# scraping for recipes

This notebook is used to test packages for scraping the web for different recipes. Thanks to [hhursev](https://github.com/hhursev) for the [recipe scraper package](https://github.com/hhursev/recipe-scrapers)

In [None]:
!pip install git+git://github.com/hhursev/recipe-scrapers.git

## Packages

In [2]:
# recipe scraper package
from recipe_scrapers import scrape_me

In [3]:
# spacy and nlp module
import spacy
nlp = spacy.load('en_core_web_md')

In [158]:
def remove_all(bye, words):
    while(bye in words):
        words.remove(bye)

## get source recipes

In [4]:
drinks_sources = [line.strip() for line in open('./recipe_sources.txt').readlines()]

In [5]:
drinks_scrape = [scrape_me(item) for item in drinks_sources]

Now, I need to take the different types of contents. The ones I'll use (for now) are ingredients and instructions

#### Ingredients

In [6]:
ingredients = []
[ingredients.extend(drink.ingredients()) for drink in drinks_scrape]

[None, None, None, None, None, None, None, None, None, None, None, None, None]
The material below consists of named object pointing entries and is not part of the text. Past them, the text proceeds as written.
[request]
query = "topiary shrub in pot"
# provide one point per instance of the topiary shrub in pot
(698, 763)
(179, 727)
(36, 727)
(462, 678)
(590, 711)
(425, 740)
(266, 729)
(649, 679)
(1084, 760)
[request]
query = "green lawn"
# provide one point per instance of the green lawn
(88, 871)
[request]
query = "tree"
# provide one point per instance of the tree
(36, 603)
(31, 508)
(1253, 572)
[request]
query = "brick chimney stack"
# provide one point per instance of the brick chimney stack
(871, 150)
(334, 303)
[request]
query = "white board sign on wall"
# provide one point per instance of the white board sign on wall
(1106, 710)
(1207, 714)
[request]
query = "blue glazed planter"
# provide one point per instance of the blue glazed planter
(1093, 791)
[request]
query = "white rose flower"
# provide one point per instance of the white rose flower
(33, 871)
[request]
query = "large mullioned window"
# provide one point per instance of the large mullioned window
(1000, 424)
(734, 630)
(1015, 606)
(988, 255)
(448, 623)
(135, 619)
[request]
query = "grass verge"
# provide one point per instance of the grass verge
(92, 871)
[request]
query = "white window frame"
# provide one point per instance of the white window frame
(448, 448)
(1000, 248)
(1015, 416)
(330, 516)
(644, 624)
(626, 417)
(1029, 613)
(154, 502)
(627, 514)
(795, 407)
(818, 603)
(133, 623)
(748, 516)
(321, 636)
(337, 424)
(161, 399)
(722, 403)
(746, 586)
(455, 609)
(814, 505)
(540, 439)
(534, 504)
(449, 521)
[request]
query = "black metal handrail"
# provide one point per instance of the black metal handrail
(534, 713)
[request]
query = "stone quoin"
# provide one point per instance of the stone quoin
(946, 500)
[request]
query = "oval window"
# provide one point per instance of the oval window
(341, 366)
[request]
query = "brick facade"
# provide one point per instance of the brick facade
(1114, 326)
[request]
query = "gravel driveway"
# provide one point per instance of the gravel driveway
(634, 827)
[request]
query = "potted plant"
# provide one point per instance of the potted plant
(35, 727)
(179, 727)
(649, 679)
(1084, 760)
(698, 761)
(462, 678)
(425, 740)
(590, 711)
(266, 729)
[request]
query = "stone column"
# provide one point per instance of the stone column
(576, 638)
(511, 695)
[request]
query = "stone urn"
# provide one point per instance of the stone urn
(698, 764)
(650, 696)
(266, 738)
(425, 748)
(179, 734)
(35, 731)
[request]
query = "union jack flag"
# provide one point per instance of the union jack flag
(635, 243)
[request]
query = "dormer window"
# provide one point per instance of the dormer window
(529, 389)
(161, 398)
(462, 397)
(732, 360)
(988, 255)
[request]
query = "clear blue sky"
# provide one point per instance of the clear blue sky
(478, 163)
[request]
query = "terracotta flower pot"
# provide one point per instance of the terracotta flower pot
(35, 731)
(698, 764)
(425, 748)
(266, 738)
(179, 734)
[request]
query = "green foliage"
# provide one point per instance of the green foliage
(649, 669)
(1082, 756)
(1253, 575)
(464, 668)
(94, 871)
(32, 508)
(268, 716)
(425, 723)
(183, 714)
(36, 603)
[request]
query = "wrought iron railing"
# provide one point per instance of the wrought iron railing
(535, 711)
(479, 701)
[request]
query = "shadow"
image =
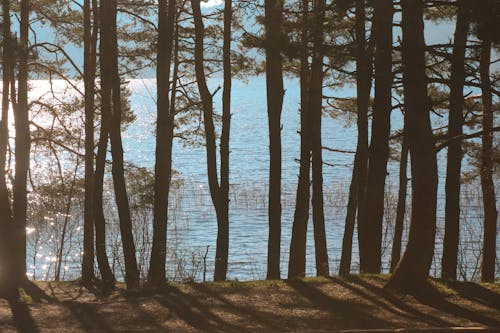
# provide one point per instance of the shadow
(260, 317)
(378, 294)
(22, 316)
(88, 317)
(475, 293)
(350, 313)
(431, 296)
(193, 312)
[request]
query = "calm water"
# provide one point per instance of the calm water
(192, 224)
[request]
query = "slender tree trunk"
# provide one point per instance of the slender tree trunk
(413, 269)
(22, 142)
(164, 140)
(297, 261)
(111, 100)
(401, 208)
(370, 227)
(316, 109)
(487, 184)
(89, 82)
(454, 160)
(358, 182)
(218, 193)
(275, 93)
(7, 281)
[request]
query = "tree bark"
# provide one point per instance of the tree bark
(111, 101)
(218, 193)
(22, 142)
(401, 208)
(370, 227)
(164, 140)
(413, 269)
(297, 260)
(454, 158)
(487, 184)
(275, 93)
(359, 174)
(89, 70)
(315, 107)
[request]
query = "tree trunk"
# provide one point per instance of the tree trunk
(275, 93)
(454, 159)
(315, 107)
(164, 140)
(370, 227)
(358, 182)
(218, 193)
(413, 268)
(297, 260)
(401, 208)
(111, 100)
(487, 184)
(89, 82)
(22, 142)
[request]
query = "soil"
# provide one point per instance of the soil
(309, 305)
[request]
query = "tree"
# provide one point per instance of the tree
(112, 108)
(219, 193)
(297, 260)
(90, 48)
(164, 140)
(315, 101)
(454, 158)
(356, 201)
(370, 224)
(275, 93)
(413, 269)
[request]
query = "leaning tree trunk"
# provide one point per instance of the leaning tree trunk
(164, 140)
(89, 69)
(297, 260)
(414, 267)
(454, 159)
(22, 142)
(275, 92)
(487, 184)
(218, 193)
(315, 108)
(111, 100)
(358, 182)
(370, 227)
(401, 208)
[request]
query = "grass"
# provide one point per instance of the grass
(311, 304)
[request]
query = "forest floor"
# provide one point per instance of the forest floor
(309, 305)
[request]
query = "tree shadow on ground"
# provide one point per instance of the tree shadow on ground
(342, 313)
(387, 301)
(431, 296)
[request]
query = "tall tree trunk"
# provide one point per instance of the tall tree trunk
(487, 184)
(275, 93)
(454, 160)
(164, 140)
(100, 167)
(316, 109)
(359, 174)
(7, 242)
(297, 260)
(111, 101)
(370, 227)
(413, 269)
(218, 193)
(22, 142)
(89, 82)
(401, 208)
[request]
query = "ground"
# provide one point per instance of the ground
(310, 305)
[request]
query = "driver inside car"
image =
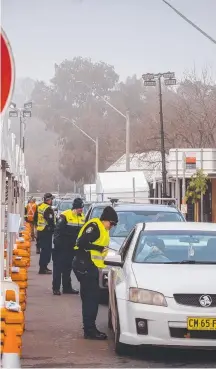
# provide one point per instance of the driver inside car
(154, 248)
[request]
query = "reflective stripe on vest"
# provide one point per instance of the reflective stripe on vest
(74, 220)
(103, 241)
(42, 223)
(31, 208)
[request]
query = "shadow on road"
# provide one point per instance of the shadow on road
(171, 357)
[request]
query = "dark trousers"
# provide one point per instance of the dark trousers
(90, 294)
(44, 241)
(62, 267)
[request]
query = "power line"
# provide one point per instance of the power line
(190, 22)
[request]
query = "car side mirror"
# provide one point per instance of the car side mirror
(114, 260)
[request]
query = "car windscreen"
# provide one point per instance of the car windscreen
(96, 212)
(128, 219)
(176, 247)
(86, 208)
(65, 205)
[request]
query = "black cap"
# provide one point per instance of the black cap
(78, 203)
(48, 196)
(109, 214)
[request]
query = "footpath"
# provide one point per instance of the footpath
(53, 336)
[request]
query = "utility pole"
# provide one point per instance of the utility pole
(163, 152)
(127, 142)
(21, 113)
(169, 80)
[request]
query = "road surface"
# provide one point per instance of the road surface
(53, 336)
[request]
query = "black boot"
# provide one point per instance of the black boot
(94, 334)
(70, 291)
(56, 293)
(44, 271)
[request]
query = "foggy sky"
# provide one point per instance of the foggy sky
(136, 36)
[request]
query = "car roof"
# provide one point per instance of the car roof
(179, 226)
(139, 206)
(147, 207)
(66, 200)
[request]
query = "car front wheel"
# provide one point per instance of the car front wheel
(120, 348)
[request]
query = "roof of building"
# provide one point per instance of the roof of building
(148, 162)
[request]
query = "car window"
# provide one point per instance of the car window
(96, 212)
(128, 219)
(176, 247)
(126, 244)
(65, 205)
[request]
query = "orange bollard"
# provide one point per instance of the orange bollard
(11, 351)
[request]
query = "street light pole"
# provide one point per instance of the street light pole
(91, 139)
(127, 142)
(96, 159)
(21, 113)
(169, 80)
(163, 152)
(127, 118)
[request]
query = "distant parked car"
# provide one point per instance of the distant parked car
(64, 205)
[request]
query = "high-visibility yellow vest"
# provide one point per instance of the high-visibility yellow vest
(73, 220)
(42, 223)
(31, 209)
(103, 241)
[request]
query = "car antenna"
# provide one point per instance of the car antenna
(113, 201)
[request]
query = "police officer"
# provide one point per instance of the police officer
(91, 249)
(65, 235)
(45, 229)
(30, 211)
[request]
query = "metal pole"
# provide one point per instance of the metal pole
(163, 152)
(134, 190)
(201, 200)
(2, 224)
(127, 142)
(96, 159)
(9, 211)
(183, 177)
(177, 182)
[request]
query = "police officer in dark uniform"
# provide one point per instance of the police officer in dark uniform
(65, 235)
(91, 249)
(45, 228)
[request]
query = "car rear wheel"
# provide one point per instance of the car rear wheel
(120, 348)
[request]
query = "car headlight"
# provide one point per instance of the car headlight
(147, 297)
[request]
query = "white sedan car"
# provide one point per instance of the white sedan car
(162, 286)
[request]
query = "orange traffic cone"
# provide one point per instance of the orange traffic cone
(10, 357)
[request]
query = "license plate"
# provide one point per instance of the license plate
(201, 324)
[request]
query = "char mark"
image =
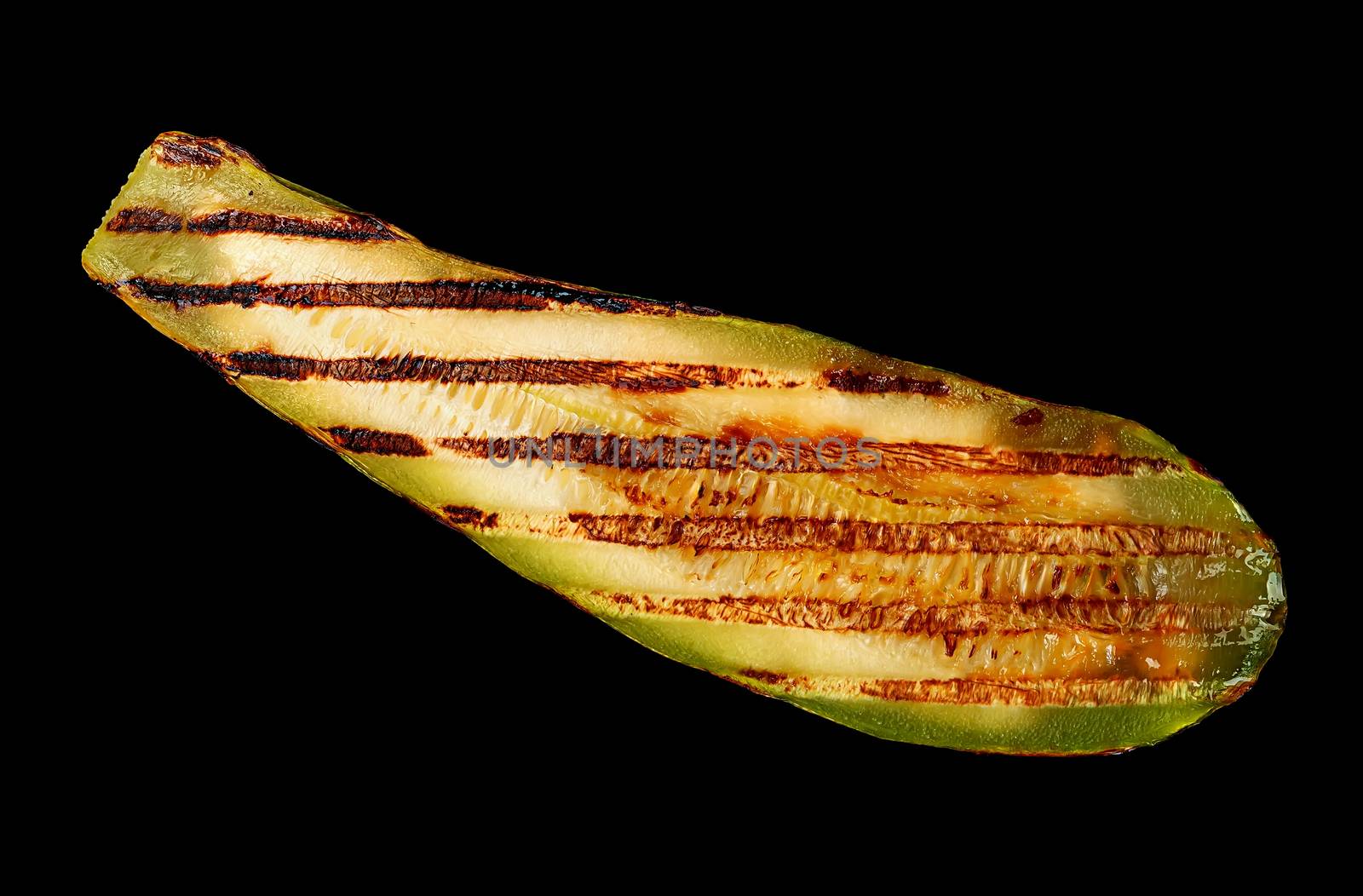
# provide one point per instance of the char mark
(175, 149)
(964, 620)
(695, 452)
(142, 220)
(347, 227)
(463, 515)
(374, 441)
(785, 532)
(499, 295)
(848, 380)
(622, 375)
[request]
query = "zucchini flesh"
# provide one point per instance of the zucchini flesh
(981, 571)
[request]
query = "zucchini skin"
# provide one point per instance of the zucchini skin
(1009, 577)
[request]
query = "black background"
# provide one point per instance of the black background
(261, 613)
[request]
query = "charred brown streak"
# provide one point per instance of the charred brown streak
(979, 459)
(663, 451)
(968, 620)
(901, 538)
(848, 380)
(141, 220)
(375, 441)
(175, 149)
(501, 295)
(463, 515)
(358, 227)
(624, 375)
(1022, 692)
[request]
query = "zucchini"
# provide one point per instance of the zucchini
(896, 548)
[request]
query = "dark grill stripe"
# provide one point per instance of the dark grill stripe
(848, 380)
(1090, 539)
(1015, 691)
(360, 227)
(624, 375)
(175, 149)
(374, 441)
(963, 620)
(613, 450)
(140, 220)
(499, 295)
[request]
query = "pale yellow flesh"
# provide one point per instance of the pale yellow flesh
(1233, 594)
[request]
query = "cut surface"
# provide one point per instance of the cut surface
(896, 548)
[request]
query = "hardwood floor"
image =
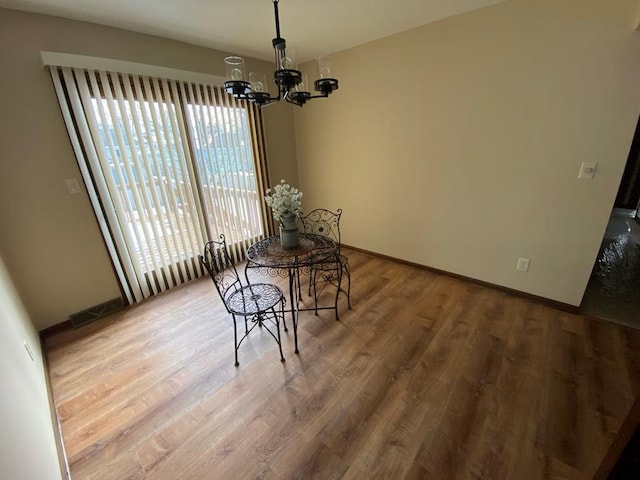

Now I need to separate the numbers, the amount units and strip away the nouns...

In [7]:
ingredients

['2 fluid ounces dark rum',
 '4 fluid ounces ginger beer',
 '1/2 cup ice',
 '10 fresh mint leaves',
 '1/2 lime, cut into 4 wedges',
 '2 tablespoons white sugar, or to taste',
 '1 cup ice cubes',
 '1 1/2 fluid ounces white rum',
 '1/2 cup club soda',
 '5 fluid ounces tequila',
 '3 fluid ounces fresh lime juice',
 '1 fluid ounce sweetened lime juice',
 '3 fluid ounces triple sec (orange-flavored liqueur)',
 'ice cubes',
 '1 lime, cut into wedges',
 'rimming salt',
 '6 mint leaves',
 '4 teaspoons white sugar',
 '1 lime, cut into 6 wedges',
 '2 (1.5 fluid ounce) jiggers lemon-flavored rum',
 '1 cup ice cubes, or as needed',
 '1/2 cup carbonated water, or as needed',
 '3 cups bottled Bloody Mary mix',
 '1 tablespoon prepared horseradish',
 '1 teaspoon chopped fresh dill',
 "1 teaspoon hot pepper sauce (such as Frank's RedHot®)",
 '2 tablespoons dill pickle juice',
 '1/2 cup kosher salt',
 '1 teaspoon ground black pepper',
 '1 teaspoon celery seed',
 '1 lime, juiced',
 '6 (1.5 fluid ounce) j

For the ingredients, I will just create lists by hand. It is better, as I won't be able to control certain measures otherwise.

In [161]:
ingr_extra = ["fresh mint leaves",
             "1 lime, cut into wedges",
             "ice cubes",
             "rimming salt",
             "1 orange, sliced",
             "twist lime zest",
             "maraschino cherries",
             "pineapple wedges"]

In [162]:
ingr_units = ["fluid oz.",
             "tablespoons",
             "teaspoons",
             "oz."]

### Instructions

From these, I'm mainly interested in the verbs

In [8]:
instructions = []
[instructions.append(drink.instructions()) for drink in drinks_scrape]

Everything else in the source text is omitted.